Course Enrolment Limitations
The course is also offered to the students of the fields other than those the course is directly associated with.
fields of study / plans the course is directly associated with
Course objectives
This course utilizes basic knowledge of chemistry of metal complexes gained in lectures on inorganic chemistry and develops advanced topics of bonding in transition metal complexes, their spectroscopic and magnetic propertes, thermodynamic stability and kinetic behavior in chemical reactions.
Learning outcomes
Upon completing this course, students will be able to:
- describe bonding in transition metal complexes by ligand field theory and molecular orbital theory
- explain behavior of metal complexes in UV-vis, NMR, EPR, Moessbauer spectra
- describe magnetic properties of metal complexes
- understand thermodynamic stability and kinetic behavior of complexes in chemical reactions
Syllabus
  • Introduction. Historical Perspective – A. Werner. Transition metals and d-electron configurations, a coordination complex, metal-ligand bonding, the coordinate bond and Lewis Acid-Base interactions. Types of ligands and their coordination modes. Isomerism: geometric, structural, constitutional, linkage.

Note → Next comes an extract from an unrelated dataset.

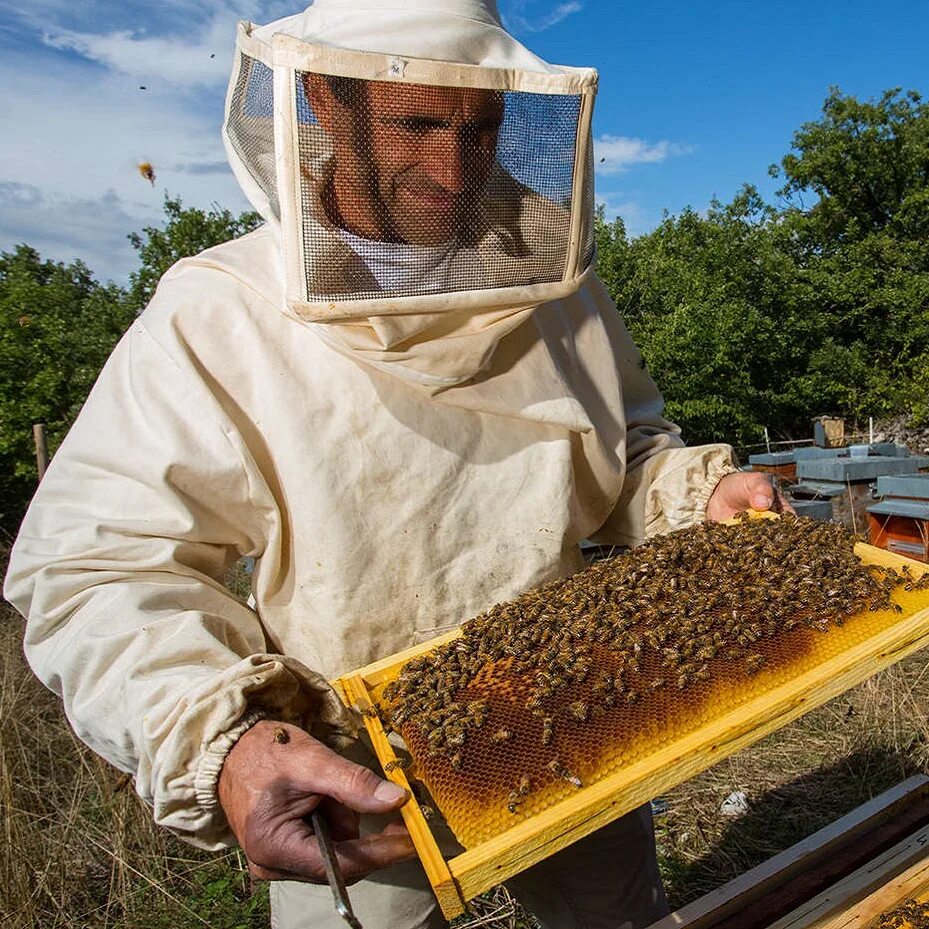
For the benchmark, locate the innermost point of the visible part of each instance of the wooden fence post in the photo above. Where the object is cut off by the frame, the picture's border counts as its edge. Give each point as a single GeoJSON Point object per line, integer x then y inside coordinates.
{"type": "Point", "coordinates": [41, 448]}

  • Bonding in Metal Complexes. d-orbitals, Ligand Field Theory for octahedral and tetrahedral complexes. Effect of inter-electron repulsion – high and low spin electron configurations, pairing energy. Spin-only magnetic moments. Molecular orbital description, MO Theory of octahedral complex σ bonds. Ligand field splitting in octahedral complexes (sigma- and pi-bonding). Factors determining the ligand field splitting, spectrochemical series of ligands and metals - sigma-donors, pi-donors, pi-acceptors (weak and strong field ligands), pi-backbonding. Jahn-Teller effects.
  • Thermodynamics across the first row transition series– Lattice field stabilization energies, Lattice energies, Hydration energies, Variations in ionic radii. Stability constants. Irving-Williams series. Stability of Metal Complexes - Kinetic and Thermodynamic stability. Stepwise formation constants. Chelate and macrocyclic effects.
  • Geometries of Metal Complexes. Tetrahedral molecular orbital diagram and ligand-field splitting. Square planar geometry, trigonal bipyramidal geometry. Role of ligand field vs ligand size in determining complex geometry. Less common oxidation states, mixed-valence complexes.
  • Electronic Spectroscopy. The Colors of TM Complexes. Term symbols. Electronic spectra for transition-metal complexes. Interelectronic repulsion and the nephelauxetic series. Orbital, Laporte and spin selection rules. The Frank-Condon principle. Charge transfer transitions (ligand to metal, metal to ligand and intervalence).
  • Aqueous Solution Chemistry and Magnetism. Redox potentials and aqueous oxidation states of transition metal ions. Ligand-field spectra of d1 – d9 ions.
  • Magnetochemistry. Spin crossovers. Spin frustration. Molecular magnets. NMR and EPR spectroscopy of transition metal complexes.
  • Transition Metals in Low Oxidation States. Carbonyl complexes and organometallic chemistry. MO diagram for CO, 18 electron rule, pi-backbonding. Vibrational spectroscopy of carbonyl compounds.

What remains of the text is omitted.